Codziennie wstaję o 6:40 , myję się, ubieram maluje, jem śniadanie - tak nauczyłam się jeść śniadanie w domu to mój ogroooomny sukces, zważywszy na to, że poprzednio zaczynałam dzień kawą w pracy i 1 posiłek jadłam około 10. Ubieram się i jadę do pracy, w pracy kawa czarnucha, niestety słodzona ale nie dam rady przełknąć bez cukru, a nie chcę popadać w paranoję 1 łyżeczka cukru mnie nie zabije, tak więc kawa i prasówka na rozbudzenie, a potem pracuję sobie i tak gdzieś około 10 już mój brzuch zaczyna grzmieć więc wyjmuje 2 śniadanie i powoli jem, chwila przerwy od komputera, odpoczynek dla oczu. Potem dalej pracuję i tak około 13 mój brzuch się nauczył, że czas na lunch, więc znów wyjmuje jedzonko i jem i później pracuję do końca (czasem się poobijam).

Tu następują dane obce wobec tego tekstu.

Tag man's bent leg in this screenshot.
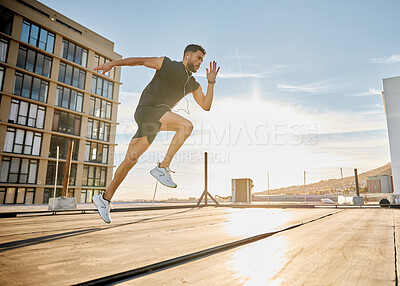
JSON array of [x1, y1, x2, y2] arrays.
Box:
[[159, 111, 193, 167], [104, 136, 150, 201]]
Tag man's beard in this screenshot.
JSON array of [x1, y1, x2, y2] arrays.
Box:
[[187, 62, 197, 72]]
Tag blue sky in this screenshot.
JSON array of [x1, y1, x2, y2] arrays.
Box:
[[41, 0, 400, 199]]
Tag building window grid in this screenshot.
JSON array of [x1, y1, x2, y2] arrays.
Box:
[[82, 165, 107, 187], [13, 72, 49, 102], [0, 187, 36, 205], [0, 66, 5, 90], [0, 157, 39, 184], [81, 189, 104, 203], [91, 75, 114, 99], [4, 127, 42, 156], [52, 110, 82, 136], [0, 5, 14, 35], [46, 161, 77, 186], [94, 54, 115, 79], [89, 96, 112, 120], [0, 38, 9, 63], [21, 20, 55, 54], [8, 98, 46, 129], [56, 86, 83, 112], [86, 118, 111, 142], [84, 141, 109, 164], [17, 46, 53, 77], [43, 188, 75, 204], [49, 135, 79, 161], [61, 39, 88, 67], [58, 62, 86, 89]]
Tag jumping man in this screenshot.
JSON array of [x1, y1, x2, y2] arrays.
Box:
[[93, 44, 219, 223]]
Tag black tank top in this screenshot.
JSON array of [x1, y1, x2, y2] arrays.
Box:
[[138, 57, 200, 108]]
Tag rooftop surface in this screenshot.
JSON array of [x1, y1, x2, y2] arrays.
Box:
[[0, 204, 400, 285]]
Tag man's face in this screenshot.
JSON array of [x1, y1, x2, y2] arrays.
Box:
[[187, 50, 205, 73]]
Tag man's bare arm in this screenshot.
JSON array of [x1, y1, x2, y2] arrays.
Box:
[[93, 57, 164, 75], [193, 61, 219, 111]]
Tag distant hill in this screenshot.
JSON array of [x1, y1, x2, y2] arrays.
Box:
[[253, 163, 392, 195]]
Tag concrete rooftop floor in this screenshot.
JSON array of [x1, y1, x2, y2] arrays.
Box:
[[0, 207, 400, 285]]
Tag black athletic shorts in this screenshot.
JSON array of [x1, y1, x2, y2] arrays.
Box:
[[133, 104, 171, 144]]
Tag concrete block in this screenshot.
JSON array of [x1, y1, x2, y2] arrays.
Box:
[[353, 196, 364, 205], [49, 197, 76, 211]]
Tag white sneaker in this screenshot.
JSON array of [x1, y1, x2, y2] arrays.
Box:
[[150, 165, 177, 188], [93, 195, 111, 223]]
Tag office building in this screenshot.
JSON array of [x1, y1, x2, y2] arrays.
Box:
[[0, 0, 121, 204]]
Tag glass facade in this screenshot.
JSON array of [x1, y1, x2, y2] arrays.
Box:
[[58, 62, 86, 89], [21, 20, 55, 53], [0, 66, 4, 90], [0, 156, 39, 184], [86, 118, 111, 142], [85, 141, 108, 164], [4, 127, 42, 156], [17, 46, 53, 77], [8, 98, 46, 129], [82, 165, 107, 187], [46, 161, 77, 186], [91, 75, 114, 99], [0, 5, 14, 35], [93, 54, 115, 79], [61, 39, 88, 67], [89, 96, 112, 120], [0, 3, 120, 204], [13, 72, 49, 102], [52, 110, 82, 136], [56, 86, 83, 112], [0, 187, 36, 204], [49, 135, 79, 161], [0, 38, 9, 63]]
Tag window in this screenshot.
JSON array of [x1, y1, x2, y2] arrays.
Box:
[[0, 157, 39, 184], [85, 141, 108, 164], [81, 190, 104, 203], [82, 165, 107, 187], [0, 66, 4, 90], [94, 54, 115, 79], [21, 20, 54, 53], [86, 118, 110, 142], [46, 161, 77, 186], [61, 39, 88, 67], [89, 96, 112, 120], [4, 127, 42, 156], [0, 38, 8, 63], [43, 188, 75, 204], [0, 187, 36, 204], [13, 72, 49, 102], [8, 98, 46, 129], [52, 110, 82, 136], [56, 86, 83, 112], [91, 75, 114, 99], [49, 135, 79, 161], [58, 62, 86, 89], [17, 46, 52, 77], [0, 5, 14, 35]]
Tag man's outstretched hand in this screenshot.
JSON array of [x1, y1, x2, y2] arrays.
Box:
[[93, 62, 113, 75], [206, 61, 220, 82]]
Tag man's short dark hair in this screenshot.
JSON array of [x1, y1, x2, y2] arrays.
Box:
[[183, 44, 206, 56]]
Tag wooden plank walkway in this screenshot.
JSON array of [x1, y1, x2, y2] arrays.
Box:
[[0, 207, 400, 285]]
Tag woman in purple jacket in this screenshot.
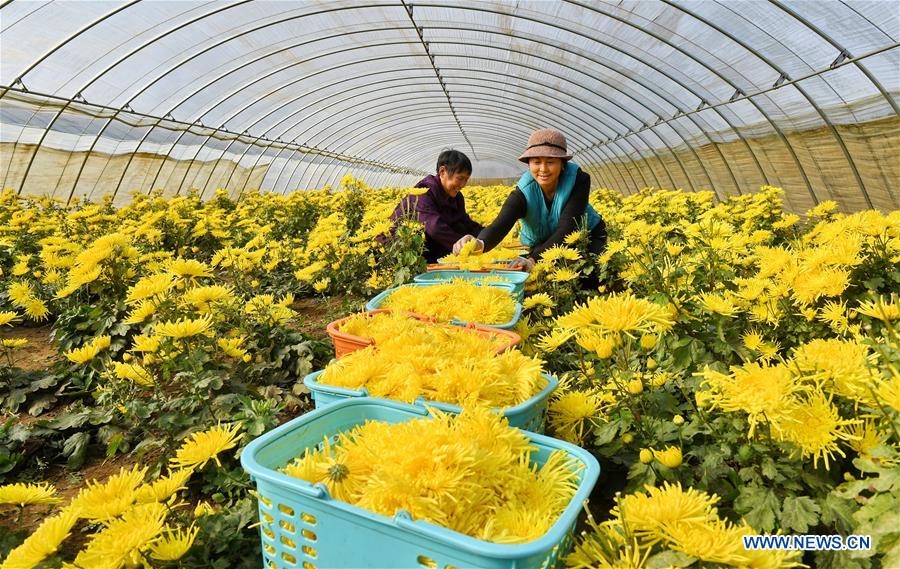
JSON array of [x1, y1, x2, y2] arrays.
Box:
[[391, 150, 484, 263]]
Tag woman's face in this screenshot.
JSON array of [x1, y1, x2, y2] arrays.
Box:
[[438, 166, 471, 198], [528, 156, 562, 191]]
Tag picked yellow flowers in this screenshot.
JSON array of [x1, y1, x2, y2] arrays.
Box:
[[382, 280, 516, 325], [282, 408, 582, 543]]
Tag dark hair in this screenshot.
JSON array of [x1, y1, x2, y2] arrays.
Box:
[[434, 150, 472, 176]]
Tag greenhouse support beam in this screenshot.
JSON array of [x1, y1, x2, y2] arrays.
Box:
[[400, 0, 478, 160], [0, 86, 423, 199], [566, 0, 819, 204], [662, 0, 884, 209]]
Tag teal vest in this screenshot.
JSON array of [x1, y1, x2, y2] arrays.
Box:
[[516, 160, 600, 247]]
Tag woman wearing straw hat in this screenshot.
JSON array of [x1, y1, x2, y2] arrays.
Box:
[[453, 128, 606, 271]]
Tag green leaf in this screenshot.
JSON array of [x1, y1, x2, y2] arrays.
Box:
[[822, 493, 858, 532], [781, 496, 822, 533], [63, 431, 91, 470], [734, 486, 779, 531], [594, 423, 619, 446], [760, 456, 778, 480]]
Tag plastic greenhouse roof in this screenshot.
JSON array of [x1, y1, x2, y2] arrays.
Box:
[[0, 0, 900, 208]]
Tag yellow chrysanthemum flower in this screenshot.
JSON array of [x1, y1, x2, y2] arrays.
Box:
[[847, 419, 887, 458], [556, 292, 675, 338], [2, 508, 78, 569], [113, 362, 156, 387], [216, 336, 247, 359], [699, 293, 740, 318], [154, 314, 213, 339], [547, 391, 609, 445], [549, 267, 579, 283], [613, 482, 719, 543], [777, 391, 858, 469], [0, 482, 60, 507], [168, 259, 212, 279], [134, 469, 194, 504], [697, 363, 803, 438], [522, 292, 556, 310], [75, 502, 166, 568], [383, 279, 516, 325], [69, 465, 147, 521], [150, 525, 200, 561], [856, 298, 900, 322], [653, 446, 682, 468], [182, 285, 234, 310], [0, 311, 19, 326], [125, 273, 175, 304], [169, 423, 241, 469], [63, 336, 111, 365]]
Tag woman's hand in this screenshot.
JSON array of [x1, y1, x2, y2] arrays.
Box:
[[453, 235, 484, 255], [509, 257, 535, 273]]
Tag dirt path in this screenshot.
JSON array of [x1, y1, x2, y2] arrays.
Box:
[[0, 324, 61, 371]]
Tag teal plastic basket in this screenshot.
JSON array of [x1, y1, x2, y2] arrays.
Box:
[[413, 269, 528, 302], [366, 281, 522, 330], [303, 370, 559, 434], [241, 398, 600, 569]]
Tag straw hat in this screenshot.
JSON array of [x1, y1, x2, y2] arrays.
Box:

Wracam do domu, szykuję obiad i około 16 jem sama albo z mężem, zależy czy zdąży już wrócić z pracy, czasem piję rozpuszczalną, częściej herbatę, przebieram się i zabieram się za robotę w domu. Najpierw ogólne ogarnięcie mieszkania, wyniesienie prania na strych i już mamy 17, potem jak np wczoraj zabrałam się za prasowanie, w międzyczasie przyjechał mąż, pojechaliśmy szybko na zakupy (godz. 18) bo musiał jeszcze wracać do pracy, wróciłam z zakupów parę minut po 19 zabrałam się za rozpakowanie zakupów, poszłam dorzucić do pieca i już mamy 19:45 i teraz tak, kończyć prasowanie czy zabrać się za obiad na jutro dla taty??? No wiadomo zabrałam się za obiad, przy okazji przygotowałam obiad dla nas, żeby dziś szybko mi poszło po powrocie, naszykowałam nam jedzenie do pracy (kolejny nowy nawyk, codziennie wieczorem szykuję nam pojemniczki do pracy), w międzyczasie w kuchni "wybuchł atom" nie wiem jak to się stało przecież ja tylko gotowałam no więc trzeba zabrać się za ogarnięcie kuchni, dobrze, że w końcu mam zmywarkę bo bym się zapłakała jakbym miała myć te wszystkie gary. Kończę ogarniać kuchnię z pracy wraca mąż mamy godzinę 21. Zjadł lekką, szybką kolację, chwile pogadaliśmy, trzeba iść się myć, mąż poszedł pierwszy a ja zabrałam się za szykowanie ubrań do pracy ( tak kolejny mój nawyk, z dnia na dzień wieczorem układam na krzesło to co mam zamiar jutro założyć, wszystko łącznie z majtkami, rajstopami czy skarpetkami to zawsze pozwala mi pospać te 10miunt dłużej rano), idę do łazienki, myję się i jest już 22:30 a ja padam z nóg, wlekę się do łóżka i zasypiam momentalnie.
I cóż z tego?
Nie dokończyłam prasowania, nie nastawiłam kolejnego prania, nie sformatowałam komputera (a zaplanowałam sobie to na wczoraj), już nie wspomnę o ćwiczeniach bo miałam wczoraj zacząć ćwiczyć choć troszkę i to mnie najbardziej wkurza! Naprawdę chciałam i naprawdę nie miałam nawet chwili czasu, nawet nie miałam kiedy usiąść, poza 15 minutową pogawędką z mężem jak wrócił z pracy, co już i tak ledwo na oczy patrzyłam. Dziś przyjeżdża w odwiedziny moja najlepsza przyjaciółka więc jak będzie około 17 to około 22 pojedzie, kolejny dzień w plecy. Staram się naprawdę staram się jak mogę znaleźć trochę czasu dla siebie, ale za nic mi to nie wychodzi. Ale nie poddam się! Będę walczyła dalej, aż znajdę jakiś złoty środek, może jutro się uda, musi się udać.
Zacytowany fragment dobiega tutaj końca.